SUMENEP – Lembaga Pemasyarakatan seharusnya menjadi tempat pembinaan, bukan ladang bisnis. Namun, realita mencengangkan terkuak di Rutan Kelas IIB Sumenep, yang membangun toko kelontong di dalam lingkungan tahanan. Bangunan semi permanen itu tampak berdiri mencolok di area pelayanan, memunculkan pertanyaan tajam: untuk siapa hasil dari bisnis ini? Siapa yang sebenarnya diuntungkan?

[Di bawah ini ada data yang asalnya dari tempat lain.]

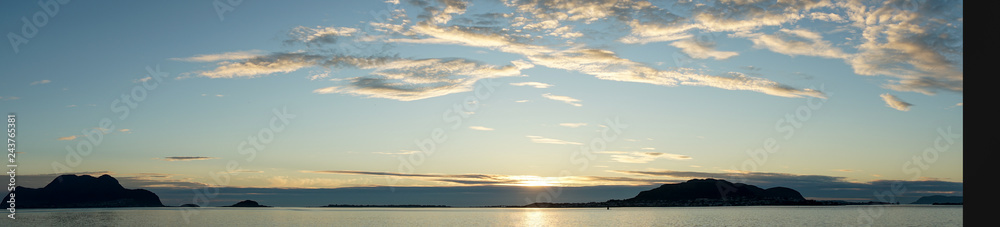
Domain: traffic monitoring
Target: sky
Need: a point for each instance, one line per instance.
(837, 99)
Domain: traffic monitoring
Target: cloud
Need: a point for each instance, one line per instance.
(918, 49)
(539, 139)
(462, 179)
(319, 35)
(702, 50)
(480, 128)
(797, 42)
(566, 99)
(265, 65)
(572, 125)
(817, 185)
(644, 157)
(41, 82)
(894, 102)
(401, 152)
(228, 56)
(919, 45)
(186, 158)
(532, 84)
(408, 80)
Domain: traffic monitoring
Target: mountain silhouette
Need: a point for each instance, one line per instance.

Alih-alih fokus pada pelayanan publik dan pembinaan warga binaan, pihak Rutan malah terkesan membuka ruang komersial yang mengaburkan batas etika dan fungsi kelembagaan negara.

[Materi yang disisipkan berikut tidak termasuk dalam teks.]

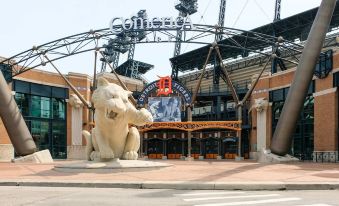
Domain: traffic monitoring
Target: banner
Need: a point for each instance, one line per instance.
(165, 109)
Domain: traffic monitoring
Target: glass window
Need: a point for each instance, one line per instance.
(22, 102)
(59, 140)
(58, 108)
(40, 107)
(59, 92)
(41, 90)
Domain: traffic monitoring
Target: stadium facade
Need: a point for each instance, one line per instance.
(56, 118)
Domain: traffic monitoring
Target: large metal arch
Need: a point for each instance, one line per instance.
(94, 39)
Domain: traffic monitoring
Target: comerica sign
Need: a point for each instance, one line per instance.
(120, 24)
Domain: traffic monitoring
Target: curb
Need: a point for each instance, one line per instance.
(249, 186)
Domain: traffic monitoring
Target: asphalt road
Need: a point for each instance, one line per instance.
(38, 196)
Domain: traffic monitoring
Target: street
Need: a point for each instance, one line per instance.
(15, 196)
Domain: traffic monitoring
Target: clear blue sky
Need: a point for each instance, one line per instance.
(34, 22)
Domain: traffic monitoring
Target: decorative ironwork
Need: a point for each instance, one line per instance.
(191, 126)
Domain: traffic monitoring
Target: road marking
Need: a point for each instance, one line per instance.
(209, 193)
(230, 197)
(253, 202)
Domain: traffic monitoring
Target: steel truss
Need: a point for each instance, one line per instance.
(94, 39)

“Ini jelas menyalahi fungsi pemasyarakatan. Rutan bukan pasar. Kalau ingin berbisnis, jangan jadikan institusi negara sebagai alat,” ujar IB, salah satu aktivis hukum Sumenep yang enggan disebut namanya, Kamis (24/7/2025).
Pantauan di lokasi, toko kelontong tersebut menjual berbagai kebutuhan pokok yang secara terbuka
Ironisnya, tak ada papan informasi resmi yang menjelaskan mekanisme keuangan, dasar hukum operasional, hingga siapa pengelolanya.

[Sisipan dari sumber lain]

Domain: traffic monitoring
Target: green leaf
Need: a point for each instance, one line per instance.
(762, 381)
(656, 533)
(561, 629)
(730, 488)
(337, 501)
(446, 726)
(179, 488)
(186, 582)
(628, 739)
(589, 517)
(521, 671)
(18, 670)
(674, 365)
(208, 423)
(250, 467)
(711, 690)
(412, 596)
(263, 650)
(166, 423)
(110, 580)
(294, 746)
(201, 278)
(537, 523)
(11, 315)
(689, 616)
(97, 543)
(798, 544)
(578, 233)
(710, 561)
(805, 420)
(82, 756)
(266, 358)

Transparansi? Nol. Manfaat untuk warga binaan? Tidak jelas.
“Lebih ironis, bangunan toko itu berdiri di atas tanah negara, menggunakan akses yang seharusnya steril karena dibangun diatas saluran irigasi,” tuturnya.
Aktivitas ekonomi di lokasi itu justru menimbulkan kesan bahwa pembiaran sistematis sedang terjadi.
Publik berhak tahu:
Apakah toko tersebut terdaftar dalam sistem keuangan resmi negara?
Adakah izin dari Ditjen PAS atau Kemenkumham?
Kemana larinya keuntungan dari bisnis ini?
“Jika kegiatan ini tidak segera diaudit, bukan mustahil praktik serupa menjadi preseden buruk di institusi penegak hukum lainnya,” ujar masyarakat setempat.
Menurut masyarakat setempat yang enggan namanya ditulis, adanya fakta itu bukan sekadar bobrok, tapi bentuk pemanfaatan jabatan secara terang-terangan untuk kepentingan kelompok tertentu. Lapas atau rutan itu fungsi utamanya pembinaan, bukan dagang.
“Rutan dibangun dari uang rakyat, tapi malah dijadikan tempat cari untung oleh oknum. Lalu hasilnya untuk siapa? Untuk napi? Untuk pembinaan? Omong kosong!,” tegasnya.
“Kalau lembaga negara seperti Rutan saja sudah bermental pasar gelap, jangan heran kalau moral publik ikut rusak. Ini contoh buruk yang sangat sistemik. Jangan bungkus keserakahan dengan embel-embel pembinaan! Kalau memang peduli napi, buktikan dengan pendidikan, bukan warung kelontong,” pungkasnya.
Sementara itu, Kepala Rutan Kelas IIB Sumenep belum dapat dikonfirmasi karena keterbatasan akses komunikasi.